Instead, the Giants finished 84-78, eight games behind the first-place Dodgers. Injuries disrupted the seasons of several key players, including Hunter Pence, Tim Lincecum, Angel Pagan, Matt Cain and Jake Peavy. But Panik's bad back was especially frustrating, since he had begun to flourish.
A National League All-Star in his first full season, Panik hit .312 with an .833 OPS in 100 games. His season essentially ended Aug. 1, when he reported discomfort after a typical performance -- 2-for-5 with two runs scored and an RBI at Texas. Panik tried to return in September, but was too wracked by pain after a three-game series Sept. 7-9 at Arizona to continue.

"It was not a fun time for me, just sitting on the bench and watching these guys battle every day and not being able to contribute," Panik recalled.
He missed the competition most of all.
"Especially in August and September," he said. "Those are the months your body's physically tired and that's when the true competitors really show up. That's when it really comes out. That's when everything's magnified. To sit back and miss those crunch-time moments -- it was different, difficult, but I learned from it."
Panik received only partial relief when he went home following the season to Hopewell Junction, N.Y., while the Mets made their October surge toward the World Series.
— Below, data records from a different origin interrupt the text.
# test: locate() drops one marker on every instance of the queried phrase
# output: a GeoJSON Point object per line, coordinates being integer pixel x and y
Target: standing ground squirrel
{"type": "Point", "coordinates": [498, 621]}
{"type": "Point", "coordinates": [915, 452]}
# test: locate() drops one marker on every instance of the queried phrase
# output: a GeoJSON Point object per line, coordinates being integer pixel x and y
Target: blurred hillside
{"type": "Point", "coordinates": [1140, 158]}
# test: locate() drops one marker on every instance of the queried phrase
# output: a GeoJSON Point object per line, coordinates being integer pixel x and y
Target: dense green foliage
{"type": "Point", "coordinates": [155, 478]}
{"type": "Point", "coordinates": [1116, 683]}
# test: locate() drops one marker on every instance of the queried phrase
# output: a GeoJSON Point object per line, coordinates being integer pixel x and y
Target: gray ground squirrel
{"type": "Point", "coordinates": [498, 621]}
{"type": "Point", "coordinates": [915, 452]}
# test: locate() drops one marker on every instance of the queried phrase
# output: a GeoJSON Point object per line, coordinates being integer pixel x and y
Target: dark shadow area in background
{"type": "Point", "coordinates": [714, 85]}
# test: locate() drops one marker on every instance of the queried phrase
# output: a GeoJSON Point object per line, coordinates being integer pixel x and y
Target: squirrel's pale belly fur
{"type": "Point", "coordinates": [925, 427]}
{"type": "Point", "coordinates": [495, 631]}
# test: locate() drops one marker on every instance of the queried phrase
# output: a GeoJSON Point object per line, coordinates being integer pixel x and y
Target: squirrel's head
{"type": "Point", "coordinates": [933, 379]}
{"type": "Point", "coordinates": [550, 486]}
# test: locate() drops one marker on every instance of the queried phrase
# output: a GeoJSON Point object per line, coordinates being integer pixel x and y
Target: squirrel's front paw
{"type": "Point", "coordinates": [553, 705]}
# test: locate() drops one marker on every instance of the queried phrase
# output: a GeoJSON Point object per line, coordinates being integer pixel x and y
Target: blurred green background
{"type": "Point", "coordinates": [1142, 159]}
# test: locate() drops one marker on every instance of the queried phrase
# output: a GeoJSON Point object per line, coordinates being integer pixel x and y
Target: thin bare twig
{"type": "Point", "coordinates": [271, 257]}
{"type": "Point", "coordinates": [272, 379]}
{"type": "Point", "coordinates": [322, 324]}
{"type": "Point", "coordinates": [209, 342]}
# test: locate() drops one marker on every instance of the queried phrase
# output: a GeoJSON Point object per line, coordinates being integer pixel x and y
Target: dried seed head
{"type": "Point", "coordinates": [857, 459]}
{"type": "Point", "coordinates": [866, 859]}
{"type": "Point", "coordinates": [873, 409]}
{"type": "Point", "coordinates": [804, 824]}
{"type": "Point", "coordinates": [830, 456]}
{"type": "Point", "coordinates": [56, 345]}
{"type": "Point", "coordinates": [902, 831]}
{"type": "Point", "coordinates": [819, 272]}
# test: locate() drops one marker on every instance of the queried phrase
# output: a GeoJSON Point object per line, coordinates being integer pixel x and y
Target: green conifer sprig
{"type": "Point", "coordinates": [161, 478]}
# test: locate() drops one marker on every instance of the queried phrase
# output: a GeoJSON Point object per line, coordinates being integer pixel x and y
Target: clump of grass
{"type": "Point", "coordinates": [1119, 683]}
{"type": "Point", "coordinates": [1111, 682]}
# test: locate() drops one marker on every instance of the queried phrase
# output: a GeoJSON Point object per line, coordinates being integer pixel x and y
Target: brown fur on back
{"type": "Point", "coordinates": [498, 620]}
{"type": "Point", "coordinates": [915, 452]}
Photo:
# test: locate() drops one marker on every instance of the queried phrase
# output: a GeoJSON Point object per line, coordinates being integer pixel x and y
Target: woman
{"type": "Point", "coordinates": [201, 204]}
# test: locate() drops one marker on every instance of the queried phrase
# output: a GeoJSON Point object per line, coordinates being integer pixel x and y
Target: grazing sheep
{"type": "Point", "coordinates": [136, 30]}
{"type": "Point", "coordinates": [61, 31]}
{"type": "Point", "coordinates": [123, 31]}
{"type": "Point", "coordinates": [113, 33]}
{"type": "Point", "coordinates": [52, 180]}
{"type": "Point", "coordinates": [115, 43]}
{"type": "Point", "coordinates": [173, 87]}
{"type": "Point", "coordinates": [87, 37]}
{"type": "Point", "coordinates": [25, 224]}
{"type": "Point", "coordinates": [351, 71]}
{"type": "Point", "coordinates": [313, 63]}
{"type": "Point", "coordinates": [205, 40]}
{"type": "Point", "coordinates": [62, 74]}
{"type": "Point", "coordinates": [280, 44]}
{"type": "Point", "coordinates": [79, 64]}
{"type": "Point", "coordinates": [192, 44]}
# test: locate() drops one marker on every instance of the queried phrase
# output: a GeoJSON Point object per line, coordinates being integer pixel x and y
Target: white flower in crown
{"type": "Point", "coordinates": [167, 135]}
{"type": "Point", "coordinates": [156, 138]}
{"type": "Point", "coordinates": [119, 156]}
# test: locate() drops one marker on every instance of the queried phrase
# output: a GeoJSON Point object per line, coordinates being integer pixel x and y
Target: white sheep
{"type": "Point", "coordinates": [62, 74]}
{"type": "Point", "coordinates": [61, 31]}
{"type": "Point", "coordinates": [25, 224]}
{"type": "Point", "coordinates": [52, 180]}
"I guess I was forced to watch it a little more because I have a few friends who are Mets fans," Panik said. "I was constantly reminded, basically, you missed out on this this year. But I was in the middle of my rehab and I was like, 'You know what? Keep pushing hard, because this is where you're going to be in a few years.'"

After being cleared to participate in baseball-related activities in mid-December, Panik and his fiancee, Brittany Pinto, went on a European vacation. The thought of Panik's back holding up through a transatlantic flight and quaint strolls on unforgiving cobblestoned streets might have prompted concern, at the very least. But, said Panik, "It worked out. Everything was good."
He obviously continues to feel that way.